Enhanced stability of the software
Before the start of this project, for some months, continuous integration runs of the development version of ONETEP had been showing some instability when ONETEP had been compiled with gfortran, with occasional unexplained crashes that were leaving traces evidencing failures during unidentified library calls.
As part of the eCSE project, an auxiliary module with interfaces to all BLAS/LAPACK and BLACS/ScaLAPACK procedures used in ONETEP was developed. This module was then systematically USEd in all the subprograms containing calls to those libraries. This led to the identification of a number of related bugs (wrong argument types, incompatible INTENTs, etc.), which were all fixed.
When these fixes were committed, ONETEP gfortran-compiled CI runs became stable, no longer showing any unidentified library crashes.
While these improvements did not bring an enhanced performance in terms of faster code for users, they did mean that users would no longer risk losing computational resources due to crashes.
Scientific Benefits
Spin-Orbit Coupling (SOC) plays a major role in the quantum-mechanical description of solids, since it is often the cause of the splitting of energy bands at or near points in k-space of high symmetry. Since SOC effects are particularly prevalent in heavier elements, it must be accounted for in the theoretical and computational studies of many materials that are currently the object of active research, ranging from CdSe nanoparticles to organometallic perovskites.
There is a growing interest in the theoretical and computational study of these materials, including transport calculations and theoretical spectroscopy, and leading to device modelling, a field in which electronic structure calculations are playing an ever-increasing role. These applications require accurate knowledge and understanding of the band structures of materials, for which SOC is essential.
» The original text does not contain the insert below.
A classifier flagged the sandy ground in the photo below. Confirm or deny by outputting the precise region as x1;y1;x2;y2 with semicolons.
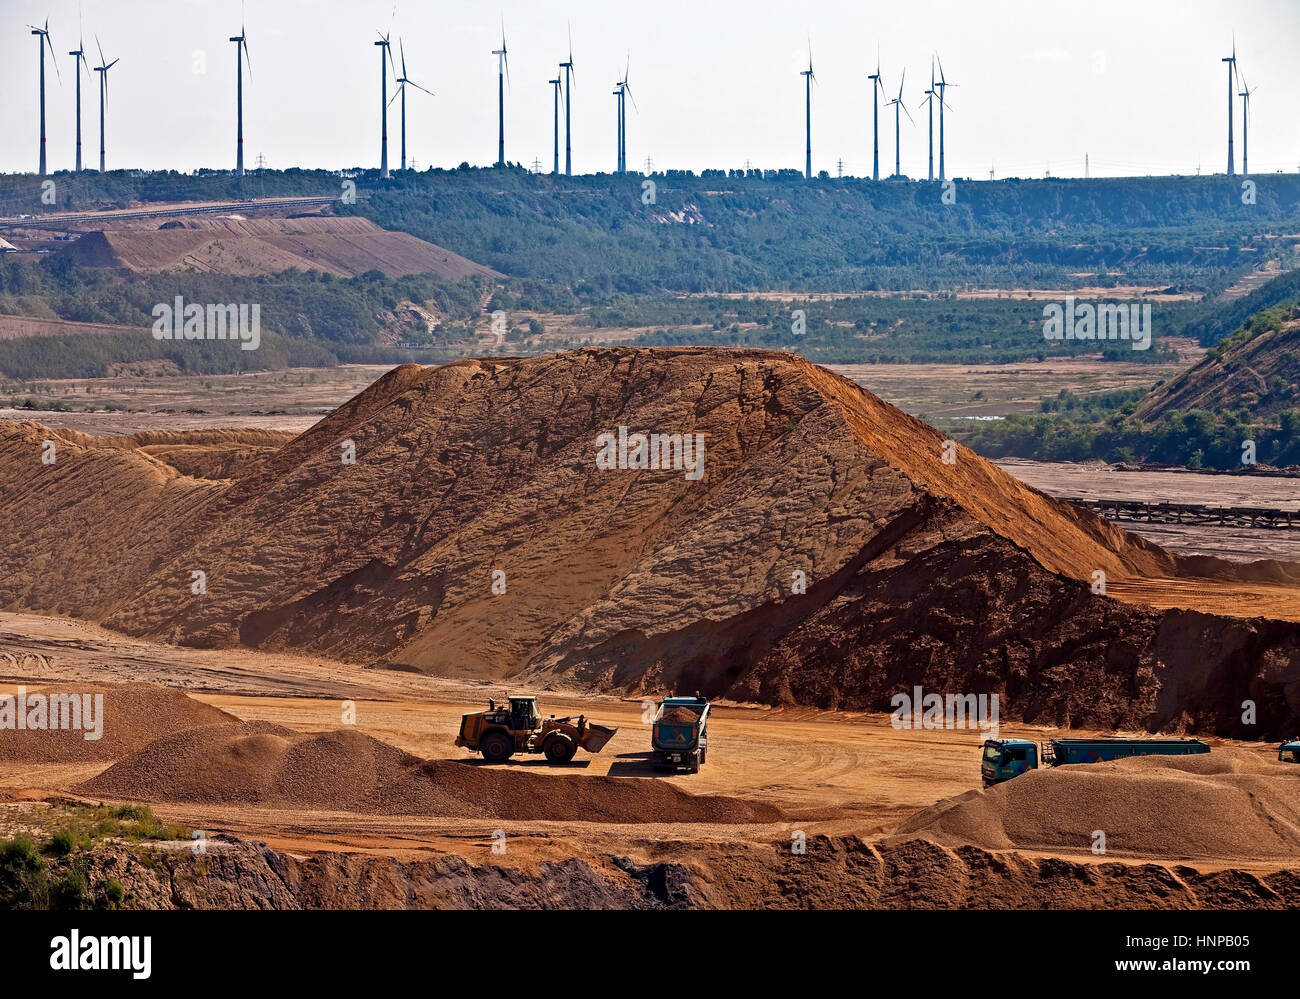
0;609;1284;873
To conclude, current experimental techniques are very powerful, but understanding their results is becoming increasingly difficult. SOC-enabled ONETEP will provide simulations that will go hand-in-hand with experiments in the above-mentioned fields, helping a range of scientific communities to interpret the physical phenomena they observe in materials containing heavier elements (third row and beyond of the Periodic Table). In particular, large-scale, realistic models of nanostructured forms of these materials can only be simulated on leadership HPC facilities such as ARCHER. To make optimal use of these facilities, simulation packages must include all relevant physical effects and display excellent scaling both in terms of simulated system size and number of parallel cores. ONETEP offers a unique opportunity to provide all these strengths in one package.